Zdarzenie pokojowe
Nie przetaczała się wojna, nie mówiono o bezpośrednich zagrożeniach.
W pomieszczeniu, które wypełniono osiemnastoma metalowymi łóżkami
stało kilkuletnie dziecko. Obudziło się i nie wiedziało, czy już może wyjść,
i kogo prosić o pozwolenie na oddalenie się do brzydkiej toalety obok łazienki.
Patrzyło na śpiące postacie, zastanawiało się: dlaczego znowu ubyło o osobę?
Nie znało jeszcze tak wielu słów, by bulwersującą sytuację odpowiednio opisać,
określić swój stan, umieć o nagłym braku opowiadać, składnie zadawać pytania,
na które może ktoś dorosły udzieli wyczerpującej odpowiedzi, wytłumaczy noc.
Nie było bezpośrednich zagrożeń, dlatego poza pomieszczeniem, za murem,
za płotem udekorowanym kolczastym drutem - ludzie doceniali spokojne życie.
Inne od tego, które było udziałem patrzącego i widzącego dziecka. Bo za płotem
babcie czytały dzieciom bajki, dziadkowie kruszyli skorupki orzechów, mamy gotowały
zupę i drugie dania, i nosiły w kieszeniach smakołyki, a ojcowie śpieszyli się do pracy.
Prozaicy układali długie zdania przelewając na kartki rzekę wódki, porośniętą sitowiem,
wypełnioną węgorzami wymykającymi się za to morze, w którym pławią się i żerują rekiny.
Subtelne poetki zatrzymywały w znaku miłości ogromne lub drobne zauroczenia, nośne
od tęczowych przymierzy z lirą i bałałajką, smaczne, jak herbata z konfiturami z wiśni.
Tęgie głowy decydowały: co dobre i złe, kogo nagradzać i wyposażać w książeczki.
Albo ilu i dokąd wyprawiać, jak skutecznie oprawiać. O dwunastej kołysały się dzwony,
hejnał regulował zegarki i budziki na jednaki czas.
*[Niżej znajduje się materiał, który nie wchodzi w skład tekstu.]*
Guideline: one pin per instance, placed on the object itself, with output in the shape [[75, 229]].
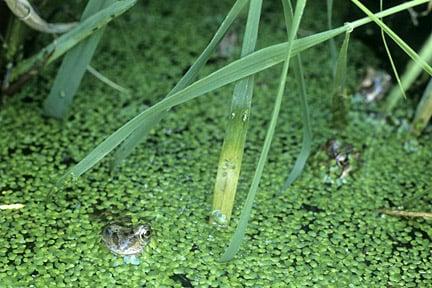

Pomykały po szynach tramwaje.
Otwierały się małe okienka, topniały ogonki pod kioskiem. W gazetach o froncie robót,
a w fabrykach surówka do kadzi, w kopalniach urobek do wagoników, w stoczni wodowanie.
Wtedy Barbara szła po wodzie, po lodzie, z dobrą nowiną, z prognozami na świeckie lata.
Czas pokoju, żadnych zagrożeń. Z ulicy nie widać oczu dziecka za parkanem, za murem,
w pomieszczeniu z osiemnastoma łóżkami ze stali. Ale ono istnieje, patrzy na puste miejsce.
Czuje chłodny nurt, który nie wiadomo kiedy przemieszcza się przez materace i sprężyny.
Widzi zwiniętą pościel i dobrze wie, że za kilka dni inne ciało okryje szary koc w kopercie.
Tutaj nikt nie pisze eseju, wiersza, nie mówi o śpiącej dziewczynce lub chłopcu. Przecież
nie udziela się odpowiedzi na pytanie, jakiego nie zada człowiek z małym zasobem słów.
Dziecko milczy, wypiera strumień. Stoi we własnej kałuży i martwi się, że będzie ukarane.